Pumping gas. It's simple, right?
You drive up to the gas station. You get out. You pick regular or premium. You squeeze the handle. And then — you leave! (Ideally, after paying.) To most American adults, it's as familiar a ritual as getting out of bed.
Not to Oregonians.
For decades, they have been banned by state law from pumping their own fuel at gas stations, a throwback to the days when it was universal for gas-station attendants to fill Americans' tanks. Today, Oregon is one of only two states — New Jersey is the other — where gas-station employees are still generally required to do the pumping.
But this week, a new state law went into effect that carved out a broader exception for counties with fewer than 40,000 residents.
Now, drivers in those counties can pump their own gas without having to go through the ritual of waiting for an attendant to come to their vehicles to take their fuel orders.
The new rule comes three years after the state allowed people in those same rural counties to pump gas between 6 p.m. and 6 a.m. — to reduce the chances of getting stuck at gas stations without employees on duty overnight.
So let's be real: In the grand scheme of things, this is a small rule change that doesn't affect a huge number of people.
And yet, in the even grander scheme of things — in the fun-house-mirror realm of social media and viral news — the new law has ignited mockery and indignation over the mere idea of Oregonians attempting to transfer gasoline into their gasoline-powered conveyances.
First came the cherry-picked reactions from a handful of Oregonians, which went viral for their sheer naivete.
"Do you think Oregon should allow self-serve gas stations statewide?" a Medford TV station asked its followers on Facebook.
"I don't even know HOW to pump gas and I am 62, native Oregonian," one Facebook user wrote back. "I say NO THANKS! I don't want to smell like gasoline!" More than 1,000 other users "liked" the comment.
Then came the jokes from non-Oregonians.
"Live shot of Oregon residents attempting to pump their own gas," wrote one Twitter user, posting a gif from the movie "Zoolander," in which carefree male models begin hosing each other down with extremely flammable fuel.
"Day 2 of Oregon pumping its own gas," wrote another Twitter user — posting the same gif.
Then came the backlash from Oregonians.
"Oregon has become a laughing stock over the last couple days because, according to many out-of-state news organizations, we are unwilling or incapable of pumping our own gas," said one OregonLive.com story published Friday, which compiled a list of "all the rude things people have said about Oregon since the new gas law went into effect." As of Friday afternoon, it was the most-read news story on the website.
"The internet wouldn't be what it is today if it didn't offer every person with a phone or computer a chance to weigh in," the story added. "And they did."
(To be fair, the story was published the same day OregonLive.com published a reprimand to its fellow residents — "Fellow Oregonians: Your fear of self-service gas stations is embarrassing, so stop complaining" — as well as a 10-step gas-pumping guide for "hapless" residents, illustrated with gifs. Maybe there's a grain of truth floating in that barrel of oil.)
There was a time when gas stations were known as service stations and pumping your own fuel was not an option.
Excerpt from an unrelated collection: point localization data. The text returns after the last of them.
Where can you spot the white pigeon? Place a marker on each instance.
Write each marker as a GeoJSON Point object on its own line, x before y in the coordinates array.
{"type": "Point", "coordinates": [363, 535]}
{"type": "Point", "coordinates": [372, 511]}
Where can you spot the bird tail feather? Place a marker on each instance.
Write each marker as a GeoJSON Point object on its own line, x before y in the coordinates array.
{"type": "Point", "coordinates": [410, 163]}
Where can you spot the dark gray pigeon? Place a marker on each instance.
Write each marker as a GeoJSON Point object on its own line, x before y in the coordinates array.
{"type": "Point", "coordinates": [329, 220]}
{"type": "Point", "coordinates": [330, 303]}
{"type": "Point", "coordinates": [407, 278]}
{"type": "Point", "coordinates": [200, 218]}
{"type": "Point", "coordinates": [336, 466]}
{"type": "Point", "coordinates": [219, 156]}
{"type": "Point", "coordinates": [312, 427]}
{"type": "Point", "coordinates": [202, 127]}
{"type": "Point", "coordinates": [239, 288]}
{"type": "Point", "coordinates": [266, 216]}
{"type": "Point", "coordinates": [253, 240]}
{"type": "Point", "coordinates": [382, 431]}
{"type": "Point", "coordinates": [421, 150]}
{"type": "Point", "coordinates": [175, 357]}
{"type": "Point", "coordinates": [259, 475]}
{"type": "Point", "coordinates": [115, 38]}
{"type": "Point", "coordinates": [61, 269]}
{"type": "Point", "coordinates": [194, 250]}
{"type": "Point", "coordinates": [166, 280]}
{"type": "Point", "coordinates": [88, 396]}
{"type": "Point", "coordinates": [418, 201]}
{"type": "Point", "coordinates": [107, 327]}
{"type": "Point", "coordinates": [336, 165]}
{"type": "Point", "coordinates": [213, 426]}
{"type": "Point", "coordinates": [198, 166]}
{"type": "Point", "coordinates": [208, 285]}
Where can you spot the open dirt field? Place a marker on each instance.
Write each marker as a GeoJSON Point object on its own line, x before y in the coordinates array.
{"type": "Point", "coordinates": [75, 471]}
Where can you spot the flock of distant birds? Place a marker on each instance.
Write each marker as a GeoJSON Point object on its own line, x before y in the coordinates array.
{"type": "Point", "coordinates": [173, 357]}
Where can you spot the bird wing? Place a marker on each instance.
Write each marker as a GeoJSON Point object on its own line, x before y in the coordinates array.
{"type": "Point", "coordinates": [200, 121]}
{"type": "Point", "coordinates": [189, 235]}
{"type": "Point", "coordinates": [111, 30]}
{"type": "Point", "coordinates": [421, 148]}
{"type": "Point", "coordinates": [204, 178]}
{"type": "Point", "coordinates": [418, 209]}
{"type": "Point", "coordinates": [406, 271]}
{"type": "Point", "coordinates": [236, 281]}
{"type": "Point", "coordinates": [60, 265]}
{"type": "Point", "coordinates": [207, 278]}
A fill-up often came with an oil check and windshield cleaning.
But the use of attendants began declining nationwide after the first self-service fuel pump was introduced in 1964, according to the National Association of Convenience Stores, an industry trade group.
Gas-station owners discovered the technology was cheaper than paying wages to attendants, and over time, states loosened their fire safety codes to allow customers to pump their own gas — except for Oregon and New Jersey.
In Oregon, the current mood around the rule change seems to be a good-natured mix of defensiveness and consternation.
"There was a funny one this morning on Facebook — someone posted, 'Oh my gosh, I'm never going to pump my own gas,'" said Shelley Snow, a spokeswoman for the Oregon Department of Transportation. "I was thinking, 'Wow, do you guys ever travel out of state?'"
Oregon State University student Andrew Damitio, 20, only recently pumped gas himself for the first time — on a trip out of state. "My boss had to teach me," Damitio wrote in a message on Twitter. "It still feels really weird to pump my own gas."
He thinks the viral tweets have been blown out of proportion and distract from the real news, which is that the policy shift only affects a small percentage of Oregonians.
The actual big story, he thinks, will come if the state ever widely legalizes self-serve fill-ups: "That's where things will get crazy."